Mass is sung after Terce. During Advent for both ferial and Dominical Masses in the Roman rite, with the exception of the third Sunday Gaudete, the deacon and sub-deacon do not wear the dalmatic and tunicle but violet folded chasubles, an ancient feature of the Roman liturgy. The Gloria in not sung, the second collect is Deus, qui de beatae, the third collect is Ecclesiae etc. The Creed is sung, the preface that of the Blessed Trinity and, as the Gloria was not sung, the dismissal is Benedicamus Domino, sung by the deacon facing the altar.
At Vespers the antiphons In illa die etc are sung, not doubled, with the Dominical psalms. The Office hymn is Creator alme siderum. After the collect of the Sunday a commemoration is sung of St. Saturnin. The Suffrage is omitted. At Compline the Dominical preces are sung.
In the 'liturgical books of 1962' Mattins is cut down to a single nocturn of three lessons. The Dominical preces have been abolished at Compline and at Prime. At Mass the there is the novelty for the the Roman rite of the deacon wearing the dalmatic and the sub-deacon the tunicle in a penitential Mass of the season. Folded chasubles, so ancient and so quintessentially Roman, have been cast aside. There is only one collect and the dismissal is Ite, missa est. At Vespers there are no commemorations.
Art: Jerome Nadal
I have a practical question about the Office of the Dead, when we speak of it being said "on the Mondays of Advent" or "on" any particular day (the anniversary, etc).

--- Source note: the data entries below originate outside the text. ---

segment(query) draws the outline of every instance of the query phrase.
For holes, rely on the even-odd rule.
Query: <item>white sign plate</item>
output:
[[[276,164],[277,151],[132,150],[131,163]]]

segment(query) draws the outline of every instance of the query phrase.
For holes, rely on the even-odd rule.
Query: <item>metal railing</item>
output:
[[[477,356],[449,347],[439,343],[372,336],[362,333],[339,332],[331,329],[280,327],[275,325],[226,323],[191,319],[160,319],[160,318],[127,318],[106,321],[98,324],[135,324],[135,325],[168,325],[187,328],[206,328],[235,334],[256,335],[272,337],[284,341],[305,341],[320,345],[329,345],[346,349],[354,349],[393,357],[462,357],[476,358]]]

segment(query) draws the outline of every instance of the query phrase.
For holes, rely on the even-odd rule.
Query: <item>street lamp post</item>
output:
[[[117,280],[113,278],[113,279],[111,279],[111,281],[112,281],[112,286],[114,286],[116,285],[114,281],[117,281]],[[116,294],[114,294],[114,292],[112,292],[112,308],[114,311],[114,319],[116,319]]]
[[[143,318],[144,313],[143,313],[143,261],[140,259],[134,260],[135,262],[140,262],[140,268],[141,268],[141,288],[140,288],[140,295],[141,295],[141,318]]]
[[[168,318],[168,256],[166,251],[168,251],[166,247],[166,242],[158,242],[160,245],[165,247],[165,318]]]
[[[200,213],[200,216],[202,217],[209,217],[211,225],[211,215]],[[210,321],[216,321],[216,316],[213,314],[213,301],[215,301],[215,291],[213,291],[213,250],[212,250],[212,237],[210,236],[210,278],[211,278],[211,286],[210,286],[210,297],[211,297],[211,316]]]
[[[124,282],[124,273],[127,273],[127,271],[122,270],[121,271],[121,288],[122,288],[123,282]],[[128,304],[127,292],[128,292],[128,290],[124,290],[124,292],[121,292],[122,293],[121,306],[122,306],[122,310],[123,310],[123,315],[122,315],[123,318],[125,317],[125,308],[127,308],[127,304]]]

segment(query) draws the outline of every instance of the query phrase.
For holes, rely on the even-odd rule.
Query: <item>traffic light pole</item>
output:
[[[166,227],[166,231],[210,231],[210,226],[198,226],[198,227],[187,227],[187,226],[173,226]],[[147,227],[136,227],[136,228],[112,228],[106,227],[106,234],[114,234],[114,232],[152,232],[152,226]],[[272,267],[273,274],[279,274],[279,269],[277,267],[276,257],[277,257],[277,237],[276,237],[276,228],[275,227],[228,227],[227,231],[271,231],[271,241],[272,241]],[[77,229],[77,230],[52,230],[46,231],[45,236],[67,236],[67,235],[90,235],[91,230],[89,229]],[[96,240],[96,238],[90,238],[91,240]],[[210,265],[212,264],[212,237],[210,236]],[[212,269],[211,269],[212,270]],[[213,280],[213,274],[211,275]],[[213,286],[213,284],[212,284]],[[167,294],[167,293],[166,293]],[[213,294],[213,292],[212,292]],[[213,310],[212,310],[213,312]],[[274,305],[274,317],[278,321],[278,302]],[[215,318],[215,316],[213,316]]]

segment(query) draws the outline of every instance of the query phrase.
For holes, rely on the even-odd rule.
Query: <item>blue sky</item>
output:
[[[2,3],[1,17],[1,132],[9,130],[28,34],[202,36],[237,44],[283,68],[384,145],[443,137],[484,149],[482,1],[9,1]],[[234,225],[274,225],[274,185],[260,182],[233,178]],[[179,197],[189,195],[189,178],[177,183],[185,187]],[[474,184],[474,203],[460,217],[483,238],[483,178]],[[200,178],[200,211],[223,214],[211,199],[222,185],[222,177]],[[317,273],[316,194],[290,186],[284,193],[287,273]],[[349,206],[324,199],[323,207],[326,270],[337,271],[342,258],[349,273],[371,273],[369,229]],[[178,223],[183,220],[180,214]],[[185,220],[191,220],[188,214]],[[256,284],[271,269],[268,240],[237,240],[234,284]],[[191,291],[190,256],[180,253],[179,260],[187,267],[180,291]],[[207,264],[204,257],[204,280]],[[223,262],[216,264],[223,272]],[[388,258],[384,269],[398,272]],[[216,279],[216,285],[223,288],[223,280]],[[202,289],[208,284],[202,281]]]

ReplyDeleteDoes "on" the day mean, using the example of the Advent Mondays, that vespers are said Sunday evening with matins and lauds said Monday morning (or anticipated), or does it mean that vespers are said Monday evening with matins and lauds said Tuesday morning (or anticipated)? I've always assumed the former but have never found where the rule was specified.
@Novian,
ReplyDeleteIt means the former, i.e. if, as in the pre-1911 Office the Office of the Dead was said on the Monday following Advent Sunday Vespers would be said after Vespers of the day (as after second Vespers on All Saints' day) and Mattins and Lauds of the Dead after Mattins and Lauds of Monday.